GPT3の本質を理解し、ChatGPTを使いこなす為に知っておきたい事!!

人間は叡智を蓄積し、それを利用して文章を作り出すことができます。一方で、近年開発された人工知能GPT3は、ネット上の人類の叡智をベースに、もっともらしい文章を作り出すことができるそうです。本連載では、GPT3を使い、まるで知能を持つかのように文章を生成することのできることを解説していきます。

GPT3とは?

話題のChatGPTですが、そのベースになっているGPT3について解説します。元々は**「途中で切れている文章の次の単語を予測する」** だけの人工知能を作り、それにインターネット上にある大量の文章で教育してみる、という実験から始まったものです。するとそこそこに「もっともらしい文章」を作るようになったので、さらに教育データを増やし、ニューラルネットのパラメータを数を増やしたところ、「まるで知能を持つかのように振る舞い始めた」のです。

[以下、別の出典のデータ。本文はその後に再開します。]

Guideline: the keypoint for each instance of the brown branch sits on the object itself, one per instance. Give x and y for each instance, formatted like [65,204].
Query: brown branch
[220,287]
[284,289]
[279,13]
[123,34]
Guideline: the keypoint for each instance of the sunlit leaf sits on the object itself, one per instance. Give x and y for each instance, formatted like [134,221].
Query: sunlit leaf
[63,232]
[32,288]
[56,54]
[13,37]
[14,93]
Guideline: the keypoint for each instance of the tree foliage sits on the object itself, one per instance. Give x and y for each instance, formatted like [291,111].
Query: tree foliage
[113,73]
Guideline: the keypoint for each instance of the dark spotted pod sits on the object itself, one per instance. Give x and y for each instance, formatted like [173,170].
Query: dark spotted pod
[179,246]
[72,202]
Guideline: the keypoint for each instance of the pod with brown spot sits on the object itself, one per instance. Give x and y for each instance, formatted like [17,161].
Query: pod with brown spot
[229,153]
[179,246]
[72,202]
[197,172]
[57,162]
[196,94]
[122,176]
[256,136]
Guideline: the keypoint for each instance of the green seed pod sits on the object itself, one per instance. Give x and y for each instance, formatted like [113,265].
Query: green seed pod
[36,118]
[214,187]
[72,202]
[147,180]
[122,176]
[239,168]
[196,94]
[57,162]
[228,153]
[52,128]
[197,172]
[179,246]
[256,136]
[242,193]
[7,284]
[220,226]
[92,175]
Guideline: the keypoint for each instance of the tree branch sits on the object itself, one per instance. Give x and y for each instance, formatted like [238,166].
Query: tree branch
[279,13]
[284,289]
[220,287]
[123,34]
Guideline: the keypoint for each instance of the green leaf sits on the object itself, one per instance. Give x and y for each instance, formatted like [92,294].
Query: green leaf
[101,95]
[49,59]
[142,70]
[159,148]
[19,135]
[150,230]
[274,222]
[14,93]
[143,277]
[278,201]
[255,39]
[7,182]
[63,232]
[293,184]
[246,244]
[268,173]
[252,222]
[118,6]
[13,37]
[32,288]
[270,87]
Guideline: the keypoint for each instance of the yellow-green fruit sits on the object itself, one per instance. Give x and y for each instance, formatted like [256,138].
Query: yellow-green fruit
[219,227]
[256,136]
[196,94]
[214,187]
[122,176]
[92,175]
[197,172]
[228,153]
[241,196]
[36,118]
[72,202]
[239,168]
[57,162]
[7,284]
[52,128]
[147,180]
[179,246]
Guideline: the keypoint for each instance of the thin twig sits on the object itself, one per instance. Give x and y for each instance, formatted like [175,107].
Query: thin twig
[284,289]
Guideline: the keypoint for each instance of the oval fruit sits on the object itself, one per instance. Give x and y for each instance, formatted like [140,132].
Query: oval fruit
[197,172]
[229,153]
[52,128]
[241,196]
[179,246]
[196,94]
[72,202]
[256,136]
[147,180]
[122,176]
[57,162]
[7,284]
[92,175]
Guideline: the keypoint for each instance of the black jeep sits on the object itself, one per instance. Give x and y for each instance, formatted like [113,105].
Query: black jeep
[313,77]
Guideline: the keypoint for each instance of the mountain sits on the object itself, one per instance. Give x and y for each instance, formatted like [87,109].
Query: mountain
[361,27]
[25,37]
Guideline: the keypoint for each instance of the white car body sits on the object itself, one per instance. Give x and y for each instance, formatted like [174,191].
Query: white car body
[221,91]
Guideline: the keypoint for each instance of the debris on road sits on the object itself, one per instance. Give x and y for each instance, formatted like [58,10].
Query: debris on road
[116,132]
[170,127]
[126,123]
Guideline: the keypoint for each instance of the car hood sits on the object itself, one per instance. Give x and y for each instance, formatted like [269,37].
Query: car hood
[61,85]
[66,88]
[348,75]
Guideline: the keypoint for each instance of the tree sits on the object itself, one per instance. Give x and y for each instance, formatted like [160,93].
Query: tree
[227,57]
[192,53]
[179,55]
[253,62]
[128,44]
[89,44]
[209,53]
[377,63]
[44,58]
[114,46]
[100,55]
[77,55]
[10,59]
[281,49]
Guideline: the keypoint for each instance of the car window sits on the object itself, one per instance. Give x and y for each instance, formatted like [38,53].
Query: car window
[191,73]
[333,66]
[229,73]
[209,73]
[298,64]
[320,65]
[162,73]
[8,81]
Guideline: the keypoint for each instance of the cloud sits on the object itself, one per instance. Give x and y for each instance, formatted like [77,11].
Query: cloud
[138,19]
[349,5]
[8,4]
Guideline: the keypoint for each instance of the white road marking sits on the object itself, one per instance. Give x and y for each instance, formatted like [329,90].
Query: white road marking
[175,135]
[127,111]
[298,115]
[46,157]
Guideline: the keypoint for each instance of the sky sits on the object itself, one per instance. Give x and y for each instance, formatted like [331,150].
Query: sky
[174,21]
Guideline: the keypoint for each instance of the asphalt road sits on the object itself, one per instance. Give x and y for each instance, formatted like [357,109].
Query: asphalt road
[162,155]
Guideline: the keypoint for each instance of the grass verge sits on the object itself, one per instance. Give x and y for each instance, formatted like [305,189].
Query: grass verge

与えているデータには人類の英智が含まれていますが、作られたニューラルネットワークがそれを「理解」して答えているわけではありません。単に「人類の英智をベースにしたもっともらしい文章」を作ることが得意になっただけです。ある意味、GPT3は「誰かのフリをして喋る」のが得意な「ものまねの名人」なのです。 評論家、科学者、解説者はもちろん、プログラマーのまねをしてプログラムを書くことまで得意になってしまいました。

なので、「もっともらしい回答」をする時もあれば、「出鱈目な回答」をする時もあるので注意が必要ですが、使い方さえ工夫すればとても便利なツールです。文章を要約する、長い文章から要点を抜き出して箇条書きにするなどはとても得意です。

逆に、要点だけを言って、それを最もらしい丁寧な文章に膨らますのも得意です。星新一の作品に「肩の上の秘書」というものがありますが、それが現実のものになったのです。

「別の人が好きになったので別れたい。さっさと荷物をまとめて出て行け」

という文章をGPT3に書き直してもらうと、

「いつも一緒にいられて本当に幸せな時間を過ごさせていただきました。しかし、今回は別の人が好きになったという理由で、お互いの幸せを第一に考え、別れることにしました。
荷物をまとめるのに手間取ると思いますが、私もお手伝いしますので、ゆっくりとした気持ちで荷物をまとめてください。」

となります。ものまねが得意なだけの人工知能が素晴らしい仕事をしてくれます。

「うちの商品が壊れたのはお前の使い方が悪いから。払い戻しは絶対にしないよ。もう電話して来るな」

という言葉を書き直させると

「お客様がご購入いただいた商品が壊れてしまい、ご不便をおかけして申し訳ございません。お客様のご使用方法が原因である可能性をご理解いただけると幸いですが、お客様にお支払いいただいたお金を払い戻すことはできません。ご理解いただきますようお願いいたします。今後、当社への電話でのお問い合わせをお控えいただきますよう、何卒お願い申し上げます。」

となります。

GPT3は、これらの文章を「元恋人」や「顧客対応スタッフ」のモノマネをして書いているだけです。ネット上にはこの手の文章が溢れているので、それを参考にしながら「もっともらしい」文章を作るのが得意なのです。

一方で

「ねずみ講とは何かを、小学生にも分かるように解説してください」

と質問すると

「ねずみ講とは、ねずみが嫌いな子どもたちに、ねずみについて学ぶことを楽しむプログラムです。ねずみは、害虫ですが、害虫ではないことを学びます。」
という出鱈目な答えが返って来ることもあります。

文章そのものに「もっともらしさ」はありますが、内容は出鱈目です。GPT3がより進化すればこんな問題も減るだろうとは思いますが、少なくとも今の時点では、作られた文章が使い物になるかどうかの判断は人間に委ねられています。

つまり、GPT3は「ネット上にある人類の叡智」をベースに、もっともらしい回答をするだけの「ものまねマシン」なのです。しかし、よく考えてみると、僕ら人間も実は「もっとらしい言葉」を喋るだけの「ものまね人間」なのかも知れません

私はこの文章を、これまで得た知識をベースに生成していますが、このプロセスとGPT3がやっていることに、本質的な違いがあるのでしょうか?!